The definition of the word "steel" has been the subject of a scientific quarrel on account of new processes. The grand distinguishing trait of steel, to which it owes all the qualities that make it valuable for the uses to which no other metal can be put, is homogeneity due to fusion. Wrought iron, while having similar chemical qualities, and often as much carbon, is laminated in structure. Structural qualities are largely increasing in importance, and as the structural compounds came gradually to be produced more and more by the casting processes; as they ceased to be laminated in structure and became homogeneous, they were called by the name of steel. The name has been based upon the structure of the material rather than upon its chemical ingredients as heretofore. There is now a disposition to call all compounds of iron that are crystalline in structure, made homogeneous by casting, by the general name of steel, and to distinguish all those whose structural quality is due to welding by the name of iron. [[9]] This is an outline of the controversy about the differences which should be expressed by a name, between tool steel and structural steel. In tool steel there is an almost infinite variety as to quality. The best is a high product of practical science, and how to make the best seems now, as hinted above, a lost art. It has, besides, a great variety. These varieties are only produced after thousands of experiments directed to finding out what ingredients and processes make toward the desired result. These processes, were they all known outside the manufactories of certain specialists, would little interest the general reader. All machinists know of certain brands of tool steel which they prefer. Tool steel is made especially for certain purposes; as for razors and surgical instruments, for saws, for files, for springs, for cutting tools generally. In these there may be little actual difference of quality or manufacture. The tempering of steel after it has been forged into shape is a specialty, almost a natural gift. The manufacture of tool steel, is, as stated, one of the most technical of the arts, and one of the most complicated of the applications of long experience and experiment.

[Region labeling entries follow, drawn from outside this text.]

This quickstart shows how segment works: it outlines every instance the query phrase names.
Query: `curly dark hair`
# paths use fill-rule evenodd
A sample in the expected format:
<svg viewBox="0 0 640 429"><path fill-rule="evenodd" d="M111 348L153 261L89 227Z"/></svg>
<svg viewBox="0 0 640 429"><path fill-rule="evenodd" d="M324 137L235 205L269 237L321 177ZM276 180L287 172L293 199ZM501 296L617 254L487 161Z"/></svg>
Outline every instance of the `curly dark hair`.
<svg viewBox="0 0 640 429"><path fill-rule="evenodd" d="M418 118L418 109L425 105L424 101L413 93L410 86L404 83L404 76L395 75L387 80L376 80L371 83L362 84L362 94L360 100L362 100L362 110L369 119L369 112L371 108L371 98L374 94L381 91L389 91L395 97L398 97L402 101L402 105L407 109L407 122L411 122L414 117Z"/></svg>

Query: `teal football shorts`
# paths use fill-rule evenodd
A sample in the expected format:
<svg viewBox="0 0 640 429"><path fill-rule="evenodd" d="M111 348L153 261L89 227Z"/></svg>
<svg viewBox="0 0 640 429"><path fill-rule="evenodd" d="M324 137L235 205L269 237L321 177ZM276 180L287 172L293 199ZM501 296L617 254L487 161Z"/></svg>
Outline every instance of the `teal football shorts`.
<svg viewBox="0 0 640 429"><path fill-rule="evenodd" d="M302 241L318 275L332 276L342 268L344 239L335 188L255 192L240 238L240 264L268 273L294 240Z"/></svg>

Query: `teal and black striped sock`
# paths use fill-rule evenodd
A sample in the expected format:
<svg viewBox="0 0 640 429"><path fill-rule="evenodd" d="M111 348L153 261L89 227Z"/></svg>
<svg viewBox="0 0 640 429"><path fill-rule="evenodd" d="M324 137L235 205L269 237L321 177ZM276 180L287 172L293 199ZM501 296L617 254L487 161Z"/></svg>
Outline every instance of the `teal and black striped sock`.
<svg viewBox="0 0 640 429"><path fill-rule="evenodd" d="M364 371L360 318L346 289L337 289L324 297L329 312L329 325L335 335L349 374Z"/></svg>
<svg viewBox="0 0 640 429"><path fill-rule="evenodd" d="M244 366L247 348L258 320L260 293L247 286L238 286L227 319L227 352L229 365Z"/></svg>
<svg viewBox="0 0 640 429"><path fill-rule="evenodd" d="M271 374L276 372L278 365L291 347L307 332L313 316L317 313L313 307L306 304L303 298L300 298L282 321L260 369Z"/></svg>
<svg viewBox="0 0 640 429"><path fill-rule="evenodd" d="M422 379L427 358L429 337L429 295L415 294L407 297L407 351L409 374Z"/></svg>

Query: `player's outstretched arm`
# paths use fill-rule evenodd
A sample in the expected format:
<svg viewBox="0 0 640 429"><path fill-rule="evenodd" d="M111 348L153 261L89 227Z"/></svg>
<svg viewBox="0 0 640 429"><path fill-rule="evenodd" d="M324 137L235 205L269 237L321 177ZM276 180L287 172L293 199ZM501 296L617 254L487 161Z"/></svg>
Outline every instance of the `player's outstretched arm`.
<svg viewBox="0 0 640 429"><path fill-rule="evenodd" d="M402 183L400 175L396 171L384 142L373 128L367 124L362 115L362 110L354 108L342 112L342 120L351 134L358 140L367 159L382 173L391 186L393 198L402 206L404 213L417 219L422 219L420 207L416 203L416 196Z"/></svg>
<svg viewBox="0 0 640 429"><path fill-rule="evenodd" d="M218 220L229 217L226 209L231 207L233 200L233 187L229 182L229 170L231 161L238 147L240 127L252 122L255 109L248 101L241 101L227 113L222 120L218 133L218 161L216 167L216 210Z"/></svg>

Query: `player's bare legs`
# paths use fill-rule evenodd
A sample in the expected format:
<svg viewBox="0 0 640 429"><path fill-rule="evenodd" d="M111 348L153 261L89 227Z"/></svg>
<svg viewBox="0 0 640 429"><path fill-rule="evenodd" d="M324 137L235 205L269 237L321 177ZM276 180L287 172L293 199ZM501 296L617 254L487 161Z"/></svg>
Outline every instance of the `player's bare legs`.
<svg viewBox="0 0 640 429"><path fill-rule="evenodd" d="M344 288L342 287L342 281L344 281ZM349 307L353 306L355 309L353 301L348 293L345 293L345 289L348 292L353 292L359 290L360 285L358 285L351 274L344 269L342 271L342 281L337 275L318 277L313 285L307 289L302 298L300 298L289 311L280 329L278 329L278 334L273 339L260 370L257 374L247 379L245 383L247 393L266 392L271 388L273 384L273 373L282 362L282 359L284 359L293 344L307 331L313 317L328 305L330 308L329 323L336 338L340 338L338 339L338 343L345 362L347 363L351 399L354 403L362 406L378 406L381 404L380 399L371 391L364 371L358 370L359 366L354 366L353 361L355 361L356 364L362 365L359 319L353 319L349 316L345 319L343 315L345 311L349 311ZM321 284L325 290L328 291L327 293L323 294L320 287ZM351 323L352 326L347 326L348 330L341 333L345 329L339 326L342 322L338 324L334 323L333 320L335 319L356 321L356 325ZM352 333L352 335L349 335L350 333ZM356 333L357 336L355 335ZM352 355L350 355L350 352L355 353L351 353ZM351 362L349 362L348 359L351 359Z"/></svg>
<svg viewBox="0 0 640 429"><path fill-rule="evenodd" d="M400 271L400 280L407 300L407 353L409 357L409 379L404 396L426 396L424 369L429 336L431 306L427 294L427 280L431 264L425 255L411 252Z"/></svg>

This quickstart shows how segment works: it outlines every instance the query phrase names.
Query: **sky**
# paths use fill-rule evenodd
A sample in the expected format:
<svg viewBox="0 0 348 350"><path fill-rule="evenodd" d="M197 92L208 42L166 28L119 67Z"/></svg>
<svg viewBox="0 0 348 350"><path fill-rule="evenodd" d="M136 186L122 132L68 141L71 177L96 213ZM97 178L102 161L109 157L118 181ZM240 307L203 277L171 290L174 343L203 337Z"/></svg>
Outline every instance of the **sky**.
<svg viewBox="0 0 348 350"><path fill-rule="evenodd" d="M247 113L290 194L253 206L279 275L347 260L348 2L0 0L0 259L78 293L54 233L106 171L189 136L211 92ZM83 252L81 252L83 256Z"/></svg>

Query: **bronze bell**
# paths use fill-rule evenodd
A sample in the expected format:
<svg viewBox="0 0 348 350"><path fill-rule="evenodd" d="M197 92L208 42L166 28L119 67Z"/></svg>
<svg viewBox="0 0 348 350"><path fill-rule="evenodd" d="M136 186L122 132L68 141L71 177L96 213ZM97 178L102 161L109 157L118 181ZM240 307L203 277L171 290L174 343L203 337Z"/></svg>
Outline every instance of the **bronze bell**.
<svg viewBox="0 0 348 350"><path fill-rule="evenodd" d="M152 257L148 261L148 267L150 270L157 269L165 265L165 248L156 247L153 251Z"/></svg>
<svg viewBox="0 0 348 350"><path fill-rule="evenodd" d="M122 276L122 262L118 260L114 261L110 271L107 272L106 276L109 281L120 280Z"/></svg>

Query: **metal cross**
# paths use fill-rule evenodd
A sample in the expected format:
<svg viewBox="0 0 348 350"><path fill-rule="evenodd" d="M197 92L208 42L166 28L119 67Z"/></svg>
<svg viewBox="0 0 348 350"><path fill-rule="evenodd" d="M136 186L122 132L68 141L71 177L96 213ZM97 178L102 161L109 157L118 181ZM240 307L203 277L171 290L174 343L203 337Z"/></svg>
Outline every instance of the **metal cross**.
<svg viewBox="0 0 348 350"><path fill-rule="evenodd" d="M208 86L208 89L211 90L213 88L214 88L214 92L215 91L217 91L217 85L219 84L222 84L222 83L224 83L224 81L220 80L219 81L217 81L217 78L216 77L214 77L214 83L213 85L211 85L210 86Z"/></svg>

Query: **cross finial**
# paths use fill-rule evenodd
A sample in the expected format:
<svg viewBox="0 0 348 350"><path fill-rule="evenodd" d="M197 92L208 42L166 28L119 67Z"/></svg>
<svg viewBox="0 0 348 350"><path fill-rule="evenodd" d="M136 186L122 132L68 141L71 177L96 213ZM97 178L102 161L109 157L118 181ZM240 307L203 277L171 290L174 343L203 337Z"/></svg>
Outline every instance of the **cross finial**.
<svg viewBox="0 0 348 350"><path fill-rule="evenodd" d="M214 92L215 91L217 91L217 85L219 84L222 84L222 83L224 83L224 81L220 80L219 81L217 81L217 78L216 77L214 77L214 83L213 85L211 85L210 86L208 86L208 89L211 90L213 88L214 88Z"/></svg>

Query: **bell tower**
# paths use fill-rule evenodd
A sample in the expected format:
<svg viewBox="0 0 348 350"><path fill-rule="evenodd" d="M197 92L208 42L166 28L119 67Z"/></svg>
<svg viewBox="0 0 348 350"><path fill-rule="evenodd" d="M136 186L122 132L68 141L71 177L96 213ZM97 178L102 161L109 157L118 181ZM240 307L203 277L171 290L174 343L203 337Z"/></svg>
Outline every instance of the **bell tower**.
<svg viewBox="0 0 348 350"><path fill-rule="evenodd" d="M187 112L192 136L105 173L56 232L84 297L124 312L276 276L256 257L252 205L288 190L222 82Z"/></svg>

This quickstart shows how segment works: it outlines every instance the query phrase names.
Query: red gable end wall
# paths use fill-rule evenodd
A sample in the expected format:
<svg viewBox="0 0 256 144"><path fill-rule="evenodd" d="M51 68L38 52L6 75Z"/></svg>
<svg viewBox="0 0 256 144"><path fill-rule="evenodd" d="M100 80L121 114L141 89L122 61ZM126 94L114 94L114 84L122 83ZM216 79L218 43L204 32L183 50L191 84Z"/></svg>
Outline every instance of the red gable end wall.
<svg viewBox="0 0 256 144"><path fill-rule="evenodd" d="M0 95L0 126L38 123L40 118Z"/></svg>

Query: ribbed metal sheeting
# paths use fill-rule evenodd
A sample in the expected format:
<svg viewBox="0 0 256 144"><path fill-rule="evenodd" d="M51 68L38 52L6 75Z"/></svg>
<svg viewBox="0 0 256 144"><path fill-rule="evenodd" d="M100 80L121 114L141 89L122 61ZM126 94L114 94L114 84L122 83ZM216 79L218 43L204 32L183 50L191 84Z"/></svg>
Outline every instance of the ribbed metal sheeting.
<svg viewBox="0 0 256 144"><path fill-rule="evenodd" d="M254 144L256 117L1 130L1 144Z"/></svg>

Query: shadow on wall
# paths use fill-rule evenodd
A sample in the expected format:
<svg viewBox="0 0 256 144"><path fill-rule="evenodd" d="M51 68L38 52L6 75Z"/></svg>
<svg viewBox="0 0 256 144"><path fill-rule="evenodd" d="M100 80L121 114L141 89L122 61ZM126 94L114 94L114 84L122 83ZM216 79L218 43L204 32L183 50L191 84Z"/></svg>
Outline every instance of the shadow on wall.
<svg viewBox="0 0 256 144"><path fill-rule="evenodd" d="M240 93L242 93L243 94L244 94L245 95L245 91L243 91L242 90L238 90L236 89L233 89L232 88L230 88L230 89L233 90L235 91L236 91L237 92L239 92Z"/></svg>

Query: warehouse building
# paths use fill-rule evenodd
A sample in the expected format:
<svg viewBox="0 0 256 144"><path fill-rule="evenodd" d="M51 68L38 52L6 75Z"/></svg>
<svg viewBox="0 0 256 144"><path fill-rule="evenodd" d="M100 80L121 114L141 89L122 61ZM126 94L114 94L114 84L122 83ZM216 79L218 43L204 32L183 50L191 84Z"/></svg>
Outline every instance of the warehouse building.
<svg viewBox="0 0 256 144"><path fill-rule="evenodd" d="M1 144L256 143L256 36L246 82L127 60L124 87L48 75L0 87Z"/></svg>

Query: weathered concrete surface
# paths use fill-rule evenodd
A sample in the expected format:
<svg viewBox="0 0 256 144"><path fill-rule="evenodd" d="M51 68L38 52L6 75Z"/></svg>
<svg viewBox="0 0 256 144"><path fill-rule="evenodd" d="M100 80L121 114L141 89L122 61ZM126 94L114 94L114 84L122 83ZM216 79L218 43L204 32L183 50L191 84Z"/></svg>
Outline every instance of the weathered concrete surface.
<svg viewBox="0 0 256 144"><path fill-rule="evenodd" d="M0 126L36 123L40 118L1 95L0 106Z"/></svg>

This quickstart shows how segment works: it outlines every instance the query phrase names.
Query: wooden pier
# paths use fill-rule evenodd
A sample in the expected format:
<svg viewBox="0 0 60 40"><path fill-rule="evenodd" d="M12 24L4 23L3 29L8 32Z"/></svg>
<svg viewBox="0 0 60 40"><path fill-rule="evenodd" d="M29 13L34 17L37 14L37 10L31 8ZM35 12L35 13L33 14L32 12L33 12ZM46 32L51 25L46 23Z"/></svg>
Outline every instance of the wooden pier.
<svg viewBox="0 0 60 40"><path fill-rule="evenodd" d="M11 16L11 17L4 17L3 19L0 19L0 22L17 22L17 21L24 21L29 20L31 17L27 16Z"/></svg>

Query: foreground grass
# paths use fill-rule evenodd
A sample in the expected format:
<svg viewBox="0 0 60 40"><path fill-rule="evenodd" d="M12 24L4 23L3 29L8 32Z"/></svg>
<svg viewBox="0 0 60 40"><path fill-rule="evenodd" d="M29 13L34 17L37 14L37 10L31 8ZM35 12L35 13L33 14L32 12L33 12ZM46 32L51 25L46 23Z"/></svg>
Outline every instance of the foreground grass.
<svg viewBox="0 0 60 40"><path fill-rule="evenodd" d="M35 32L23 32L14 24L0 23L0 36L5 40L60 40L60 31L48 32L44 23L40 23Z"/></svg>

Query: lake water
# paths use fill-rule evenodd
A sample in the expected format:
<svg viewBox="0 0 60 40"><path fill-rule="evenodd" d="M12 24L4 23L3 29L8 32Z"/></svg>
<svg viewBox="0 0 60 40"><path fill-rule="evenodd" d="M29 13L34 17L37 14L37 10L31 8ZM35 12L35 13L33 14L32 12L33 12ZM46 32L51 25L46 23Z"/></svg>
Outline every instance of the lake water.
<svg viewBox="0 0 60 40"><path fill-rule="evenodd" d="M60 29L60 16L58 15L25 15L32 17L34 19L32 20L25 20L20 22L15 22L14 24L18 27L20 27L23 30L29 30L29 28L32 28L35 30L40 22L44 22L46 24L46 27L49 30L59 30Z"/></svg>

[9.] It should be understood that the shapes of structural and other forms of what we now call steel are given by rolling the ingot after casting, and that the crystalline composition of the metal remains.
Cast steel was first made in 1770 by Huntsman, who for the first time melted the "blistered" steel, which until that time had been the tool steel of commerce, in a crucible. Since that time the process of melting wrought iron has become practical and cheap, and results in crystalline, instead of a laminated structure for all steels. The definition of steel now is that it is a compound of iron which has been cast from a fluid state into a malleable mass.
The ordinary test applied to distinguish wrought iron from steel is to ascertain whether the metal hardens with heating and suddenly cooling in cold water, becoming again softened on reheating and cooling slowly. If it does this it is steel of some quality, good or bad; if not, it is iron.